Berawal dari jiwa yang lemah atau karena mata yang
telah digelapkan oleh dunia, kita bisa kehilangan ‘izzah (kehormatan diri). Bila kehormatan diri sudah tidak ada
lagi, maka kita pun akan kehilangan ‘iffah.
Kita tidak mampu menjaga diri kita sehingga bangunan kebajikan yang kita bangun
menjadi rapuh dan mudah runtuh.
Sepanjang sejarah peradaban,
kebesaran selalu dibangun oleh jiwa yang kokoh, pemikiran yang matang, mental
yang dapat diandalkan dan hati yang teguh. Perubahan-perubahan besar selalu
berangkat dari jiwa. Bukan harta dan kekuasaan. Jika jiwa kita berubah, maka
akan berubah cara kita memaknai apa-apa yang ada di sekililing kita.
Selanjutnya, berubah pula sikap kita, penerimaan kita dan perilaku kita.
Jaudat Sa’id, seorang yang telah
lama mempelajari kekuatan jiwa, pernah menulis syarat-syarat yang dibutuhkan
dari jiwa untuk terjadinya perubahan-perubahan besar yang mendasar. Saya tidak
membahasnya di sini karena saya tidak mampu menerangkannya kepada Anda. Tetapi
ada satu hal pokok yang perlu kita pegang: tidak
mungkin kita melakukan perbaikan jika jiwa kita sendiri rapuh.
Masalah terakhir ini mendesak
sekali untuk kita pikirkan, terutama ketika kita bermaksud untuk membenahi
ummat. Kita perlu memperhati-kan secara hati-hati siapa yang akan kita serahi
urusan kaum Muslimin. Boleh jadi seseorang sangat rajin mendatangi masjid dan
amat tekun melakukan ibadah, tetapi imannya masih mengkhawatirkan. Mereka
begitu bersemangat, tetapi imannya masih perlu diluruskan.
Saya teringat dengan sebuah hadits.
Rosululloh saw memperingatkan, “Jika kalian melihat seseorang yang sering
mendatangi masjid, maka persaksikanlah kelurusan imannya.” (HR. Ahmad, Tirmidzi, Ibnu Majah, dan Darimi)
Hadits ini mengajarkan kita agar
tidak terlalu mudah menilai. Jika seseorang tampak sering larut dalam
sholatnya, perhatikanlah apakah ia tidak banyak berbuat mungkar di luar
sholatnya. Jika seseorang sangat rajin mendatangi masjid, perhatikanlah
kelurusan imannya.

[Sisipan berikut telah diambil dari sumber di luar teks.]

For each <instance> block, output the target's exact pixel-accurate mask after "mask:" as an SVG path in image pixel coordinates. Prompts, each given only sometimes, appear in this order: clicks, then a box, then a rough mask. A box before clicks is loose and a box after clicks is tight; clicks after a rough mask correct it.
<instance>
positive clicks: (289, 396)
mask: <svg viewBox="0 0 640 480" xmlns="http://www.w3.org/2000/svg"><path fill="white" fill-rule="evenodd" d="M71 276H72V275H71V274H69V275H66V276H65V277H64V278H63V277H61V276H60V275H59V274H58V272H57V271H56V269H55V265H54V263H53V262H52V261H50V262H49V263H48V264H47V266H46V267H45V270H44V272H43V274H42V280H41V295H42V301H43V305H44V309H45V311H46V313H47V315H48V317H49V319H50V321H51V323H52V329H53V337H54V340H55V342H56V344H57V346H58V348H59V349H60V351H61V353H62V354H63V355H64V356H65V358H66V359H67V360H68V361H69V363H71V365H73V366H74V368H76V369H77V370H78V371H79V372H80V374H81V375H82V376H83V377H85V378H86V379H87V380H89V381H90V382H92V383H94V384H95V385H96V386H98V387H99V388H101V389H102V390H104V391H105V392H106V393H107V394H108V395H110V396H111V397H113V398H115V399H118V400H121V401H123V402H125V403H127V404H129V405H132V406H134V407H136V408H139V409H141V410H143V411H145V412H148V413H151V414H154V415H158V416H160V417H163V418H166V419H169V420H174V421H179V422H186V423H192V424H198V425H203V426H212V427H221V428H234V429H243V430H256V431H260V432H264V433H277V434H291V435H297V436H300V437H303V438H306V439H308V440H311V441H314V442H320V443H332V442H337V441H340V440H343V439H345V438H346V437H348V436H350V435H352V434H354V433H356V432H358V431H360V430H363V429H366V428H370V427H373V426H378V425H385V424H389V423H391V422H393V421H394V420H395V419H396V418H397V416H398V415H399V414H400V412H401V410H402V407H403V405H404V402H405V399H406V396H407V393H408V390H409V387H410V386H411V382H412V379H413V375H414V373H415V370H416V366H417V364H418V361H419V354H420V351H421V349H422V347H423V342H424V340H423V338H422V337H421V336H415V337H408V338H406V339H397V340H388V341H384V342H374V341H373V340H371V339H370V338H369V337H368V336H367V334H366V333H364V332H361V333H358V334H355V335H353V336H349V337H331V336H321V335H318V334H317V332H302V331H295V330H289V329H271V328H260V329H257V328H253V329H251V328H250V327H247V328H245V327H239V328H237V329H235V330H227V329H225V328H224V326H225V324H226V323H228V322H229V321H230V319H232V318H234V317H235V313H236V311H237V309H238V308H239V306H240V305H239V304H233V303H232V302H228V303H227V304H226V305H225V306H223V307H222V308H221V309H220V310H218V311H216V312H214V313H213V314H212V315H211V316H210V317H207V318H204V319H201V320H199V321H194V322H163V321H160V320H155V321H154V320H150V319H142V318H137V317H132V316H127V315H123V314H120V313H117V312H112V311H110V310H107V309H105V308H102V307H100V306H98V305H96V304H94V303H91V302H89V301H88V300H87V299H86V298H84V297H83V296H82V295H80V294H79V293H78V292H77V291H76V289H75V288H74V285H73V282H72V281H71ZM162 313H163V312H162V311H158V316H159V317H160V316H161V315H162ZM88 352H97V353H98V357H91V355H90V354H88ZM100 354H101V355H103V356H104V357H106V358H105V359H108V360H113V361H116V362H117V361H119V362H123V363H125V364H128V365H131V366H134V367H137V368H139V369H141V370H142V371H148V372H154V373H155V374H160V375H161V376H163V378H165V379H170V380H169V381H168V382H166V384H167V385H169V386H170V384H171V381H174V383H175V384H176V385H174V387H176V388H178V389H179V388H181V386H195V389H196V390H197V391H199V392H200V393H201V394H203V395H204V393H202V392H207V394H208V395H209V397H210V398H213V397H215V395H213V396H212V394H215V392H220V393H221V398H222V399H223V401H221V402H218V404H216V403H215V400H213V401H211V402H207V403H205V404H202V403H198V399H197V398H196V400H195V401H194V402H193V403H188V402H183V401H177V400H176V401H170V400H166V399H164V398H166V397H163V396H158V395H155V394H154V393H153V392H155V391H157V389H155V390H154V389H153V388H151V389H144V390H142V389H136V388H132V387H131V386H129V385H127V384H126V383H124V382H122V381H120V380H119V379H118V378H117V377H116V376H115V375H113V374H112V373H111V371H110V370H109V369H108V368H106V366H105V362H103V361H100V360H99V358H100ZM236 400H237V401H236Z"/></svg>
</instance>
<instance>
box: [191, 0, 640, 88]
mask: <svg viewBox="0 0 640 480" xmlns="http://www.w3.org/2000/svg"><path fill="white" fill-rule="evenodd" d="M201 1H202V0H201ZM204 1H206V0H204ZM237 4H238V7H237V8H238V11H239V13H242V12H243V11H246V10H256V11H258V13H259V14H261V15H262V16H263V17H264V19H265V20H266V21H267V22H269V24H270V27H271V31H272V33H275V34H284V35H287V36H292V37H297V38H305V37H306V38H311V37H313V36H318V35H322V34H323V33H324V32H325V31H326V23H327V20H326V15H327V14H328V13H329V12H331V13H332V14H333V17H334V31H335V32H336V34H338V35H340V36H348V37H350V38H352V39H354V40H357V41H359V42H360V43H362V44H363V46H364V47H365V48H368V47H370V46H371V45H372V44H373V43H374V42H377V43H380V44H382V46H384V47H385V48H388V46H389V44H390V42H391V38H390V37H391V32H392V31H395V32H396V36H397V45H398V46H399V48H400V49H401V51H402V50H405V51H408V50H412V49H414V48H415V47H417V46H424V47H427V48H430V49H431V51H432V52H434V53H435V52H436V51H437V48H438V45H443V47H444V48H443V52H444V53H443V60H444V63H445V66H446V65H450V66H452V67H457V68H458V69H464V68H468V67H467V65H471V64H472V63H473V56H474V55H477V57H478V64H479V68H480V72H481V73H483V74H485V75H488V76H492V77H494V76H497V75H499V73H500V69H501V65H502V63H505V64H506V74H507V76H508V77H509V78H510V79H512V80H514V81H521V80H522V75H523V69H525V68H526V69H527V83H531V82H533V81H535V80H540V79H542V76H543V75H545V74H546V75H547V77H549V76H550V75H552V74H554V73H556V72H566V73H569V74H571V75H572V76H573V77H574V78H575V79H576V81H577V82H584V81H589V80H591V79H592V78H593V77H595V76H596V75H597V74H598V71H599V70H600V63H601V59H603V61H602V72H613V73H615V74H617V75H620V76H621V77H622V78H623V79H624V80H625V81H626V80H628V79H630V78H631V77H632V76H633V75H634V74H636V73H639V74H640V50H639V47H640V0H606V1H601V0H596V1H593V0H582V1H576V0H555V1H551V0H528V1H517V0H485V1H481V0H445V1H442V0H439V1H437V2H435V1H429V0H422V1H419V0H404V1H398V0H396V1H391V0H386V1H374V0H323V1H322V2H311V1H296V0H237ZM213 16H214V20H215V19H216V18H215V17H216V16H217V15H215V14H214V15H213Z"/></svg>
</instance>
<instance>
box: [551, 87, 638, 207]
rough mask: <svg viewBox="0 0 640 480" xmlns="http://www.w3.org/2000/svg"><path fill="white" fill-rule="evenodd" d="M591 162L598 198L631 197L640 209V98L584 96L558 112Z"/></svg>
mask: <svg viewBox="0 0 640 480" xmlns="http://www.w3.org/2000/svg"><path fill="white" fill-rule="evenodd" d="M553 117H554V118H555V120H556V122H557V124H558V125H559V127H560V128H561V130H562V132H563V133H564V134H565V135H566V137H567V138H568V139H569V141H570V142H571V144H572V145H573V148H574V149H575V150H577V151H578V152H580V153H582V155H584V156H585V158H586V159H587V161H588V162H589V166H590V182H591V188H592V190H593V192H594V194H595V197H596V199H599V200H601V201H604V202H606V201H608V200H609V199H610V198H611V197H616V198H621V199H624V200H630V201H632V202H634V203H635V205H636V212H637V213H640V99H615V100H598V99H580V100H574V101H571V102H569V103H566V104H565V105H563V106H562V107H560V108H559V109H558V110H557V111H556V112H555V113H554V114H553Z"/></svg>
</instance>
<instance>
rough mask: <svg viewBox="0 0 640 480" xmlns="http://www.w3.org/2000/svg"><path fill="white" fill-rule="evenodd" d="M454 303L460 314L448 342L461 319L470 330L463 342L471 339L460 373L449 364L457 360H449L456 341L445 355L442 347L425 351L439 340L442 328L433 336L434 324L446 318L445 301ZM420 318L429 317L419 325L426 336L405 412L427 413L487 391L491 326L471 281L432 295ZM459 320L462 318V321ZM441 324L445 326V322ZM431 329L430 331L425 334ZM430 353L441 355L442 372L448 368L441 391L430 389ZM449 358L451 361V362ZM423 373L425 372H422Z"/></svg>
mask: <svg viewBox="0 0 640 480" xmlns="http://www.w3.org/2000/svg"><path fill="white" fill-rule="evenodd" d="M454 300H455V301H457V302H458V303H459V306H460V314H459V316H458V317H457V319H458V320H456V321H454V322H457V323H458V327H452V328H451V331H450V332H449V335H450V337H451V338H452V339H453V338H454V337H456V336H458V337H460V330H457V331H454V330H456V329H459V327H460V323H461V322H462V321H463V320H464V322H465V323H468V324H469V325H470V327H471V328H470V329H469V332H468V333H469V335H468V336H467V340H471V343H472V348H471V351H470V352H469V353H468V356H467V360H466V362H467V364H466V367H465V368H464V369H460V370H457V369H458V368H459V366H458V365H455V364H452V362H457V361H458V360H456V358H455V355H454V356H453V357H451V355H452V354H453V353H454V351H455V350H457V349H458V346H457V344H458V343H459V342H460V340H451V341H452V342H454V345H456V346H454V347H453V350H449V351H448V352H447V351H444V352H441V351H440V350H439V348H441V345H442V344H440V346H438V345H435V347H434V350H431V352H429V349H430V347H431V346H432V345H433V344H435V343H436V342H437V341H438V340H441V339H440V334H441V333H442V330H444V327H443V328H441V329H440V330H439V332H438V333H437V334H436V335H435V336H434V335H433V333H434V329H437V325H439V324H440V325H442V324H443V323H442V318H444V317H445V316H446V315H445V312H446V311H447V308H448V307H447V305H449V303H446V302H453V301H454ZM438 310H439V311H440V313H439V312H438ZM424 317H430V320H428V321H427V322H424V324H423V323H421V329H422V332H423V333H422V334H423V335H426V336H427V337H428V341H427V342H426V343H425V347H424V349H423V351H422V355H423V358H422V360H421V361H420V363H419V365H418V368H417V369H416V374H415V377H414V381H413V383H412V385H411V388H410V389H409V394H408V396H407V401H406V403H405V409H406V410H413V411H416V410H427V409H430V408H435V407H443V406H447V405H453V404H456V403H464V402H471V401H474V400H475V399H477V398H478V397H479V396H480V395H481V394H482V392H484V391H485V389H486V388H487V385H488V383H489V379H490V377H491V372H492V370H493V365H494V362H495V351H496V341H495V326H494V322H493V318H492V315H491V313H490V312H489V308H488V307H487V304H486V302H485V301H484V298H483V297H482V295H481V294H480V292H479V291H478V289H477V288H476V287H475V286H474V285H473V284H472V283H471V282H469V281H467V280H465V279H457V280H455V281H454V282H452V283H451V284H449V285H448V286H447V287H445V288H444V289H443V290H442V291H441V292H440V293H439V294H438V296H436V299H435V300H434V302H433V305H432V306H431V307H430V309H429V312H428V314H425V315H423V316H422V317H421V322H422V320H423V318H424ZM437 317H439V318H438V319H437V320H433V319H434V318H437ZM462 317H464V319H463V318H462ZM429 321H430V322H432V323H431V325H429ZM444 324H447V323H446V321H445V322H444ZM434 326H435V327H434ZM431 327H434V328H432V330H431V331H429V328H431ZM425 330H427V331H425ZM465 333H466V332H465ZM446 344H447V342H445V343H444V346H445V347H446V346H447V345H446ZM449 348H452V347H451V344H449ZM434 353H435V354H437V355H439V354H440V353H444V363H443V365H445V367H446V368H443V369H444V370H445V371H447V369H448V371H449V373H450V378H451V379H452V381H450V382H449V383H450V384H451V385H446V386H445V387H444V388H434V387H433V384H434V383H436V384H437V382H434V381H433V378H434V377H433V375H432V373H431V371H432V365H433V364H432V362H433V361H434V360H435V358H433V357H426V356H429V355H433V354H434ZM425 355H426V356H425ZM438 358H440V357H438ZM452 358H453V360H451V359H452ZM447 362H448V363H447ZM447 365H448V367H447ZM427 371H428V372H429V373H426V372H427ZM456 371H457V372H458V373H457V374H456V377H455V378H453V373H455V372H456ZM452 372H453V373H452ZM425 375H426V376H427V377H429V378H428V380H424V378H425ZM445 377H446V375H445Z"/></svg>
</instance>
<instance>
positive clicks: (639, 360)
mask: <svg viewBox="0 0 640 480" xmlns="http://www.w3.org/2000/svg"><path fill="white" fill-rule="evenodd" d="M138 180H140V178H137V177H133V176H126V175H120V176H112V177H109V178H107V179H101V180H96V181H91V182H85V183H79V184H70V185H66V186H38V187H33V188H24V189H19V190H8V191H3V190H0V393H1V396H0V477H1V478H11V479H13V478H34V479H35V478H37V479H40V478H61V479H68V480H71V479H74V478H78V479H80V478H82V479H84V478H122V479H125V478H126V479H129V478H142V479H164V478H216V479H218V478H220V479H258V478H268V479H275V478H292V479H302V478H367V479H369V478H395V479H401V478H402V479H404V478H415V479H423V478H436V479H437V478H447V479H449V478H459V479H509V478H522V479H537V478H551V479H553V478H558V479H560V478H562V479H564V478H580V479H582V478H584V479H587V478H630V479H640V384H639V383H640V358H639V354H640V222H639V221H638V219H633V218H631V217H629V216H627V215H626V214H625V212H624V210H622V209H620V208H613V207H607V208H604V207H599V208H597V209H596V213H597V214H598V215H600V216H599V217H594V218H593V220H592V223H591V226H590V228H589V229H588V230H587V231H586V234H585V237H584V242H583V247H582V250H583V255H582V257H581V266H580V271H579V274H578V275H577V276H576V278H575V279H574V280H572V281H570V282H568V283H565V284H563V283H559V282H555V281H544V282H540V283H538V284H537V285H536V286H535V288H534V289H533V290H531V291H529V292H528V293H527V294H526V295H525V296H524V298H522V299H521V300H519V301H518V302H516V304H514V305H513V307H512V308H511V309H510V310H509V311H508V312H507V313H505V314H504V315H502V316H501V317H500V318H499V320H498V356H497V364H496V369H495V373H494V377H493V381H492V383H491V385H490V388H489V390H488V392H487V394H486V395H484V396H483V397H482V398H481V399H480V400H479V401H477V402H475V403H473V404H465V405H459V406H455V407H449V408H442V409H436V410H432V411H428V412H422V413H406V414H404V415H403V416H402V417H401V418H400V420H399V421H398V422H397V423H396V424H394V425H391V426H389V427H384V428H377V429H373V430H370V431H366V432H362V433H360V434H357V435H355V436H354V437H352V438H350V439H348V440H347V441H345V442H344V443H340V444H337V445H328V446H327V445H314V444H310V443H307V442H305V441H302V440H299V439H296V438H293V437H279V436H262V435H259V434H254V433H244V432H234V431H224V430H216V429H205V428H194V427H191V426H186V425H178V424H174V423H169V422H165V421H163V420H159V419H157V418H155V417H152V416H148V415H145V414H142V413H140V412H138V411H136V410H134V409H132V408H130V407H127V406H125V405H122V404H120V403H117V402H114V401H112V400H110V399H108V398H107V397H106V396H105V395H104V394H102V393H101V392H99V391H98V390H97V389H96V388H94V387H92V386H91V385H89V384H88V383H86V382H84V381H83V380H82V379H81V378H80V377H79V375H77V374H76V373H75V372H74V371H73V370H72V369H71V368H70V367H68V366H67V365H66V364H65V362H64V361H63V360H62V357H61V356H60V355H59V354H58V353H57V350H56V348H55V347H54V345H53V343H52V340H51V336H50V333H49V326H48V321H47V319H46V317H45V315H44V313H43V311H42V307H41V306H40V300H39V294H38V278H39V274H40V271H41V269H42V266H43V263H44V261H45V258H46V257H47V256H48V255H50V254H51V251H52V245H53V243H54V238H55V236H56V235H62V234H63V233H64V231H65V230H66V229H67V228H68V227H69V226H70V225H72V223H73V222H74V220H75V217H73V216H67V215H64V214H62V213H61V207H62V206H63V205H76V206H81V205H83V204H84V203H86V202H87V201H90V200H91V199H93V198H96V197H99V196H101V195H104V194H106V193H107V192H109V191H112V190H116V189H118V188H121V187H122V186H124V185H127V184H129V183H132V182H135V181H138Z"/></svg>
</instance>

Semoga dengan itu, Alloh memberi petunjuk dan menyelamatkan
kita dari apa yang tampaknya membawa kebaikan, padahal justru membuat Alloh
murka.
Salah satu perkara yang tampaknya
baik tetapi sangat buruk akibatnya adalah mengemis pada orang-orang kafir
karena kita ingin memakmurkan masjid. Kita mengira dengan bantuan itu, dapat
menguatkan iman kaum Muslimin. Padahal, yang terjadi justru bisa sebaliknya.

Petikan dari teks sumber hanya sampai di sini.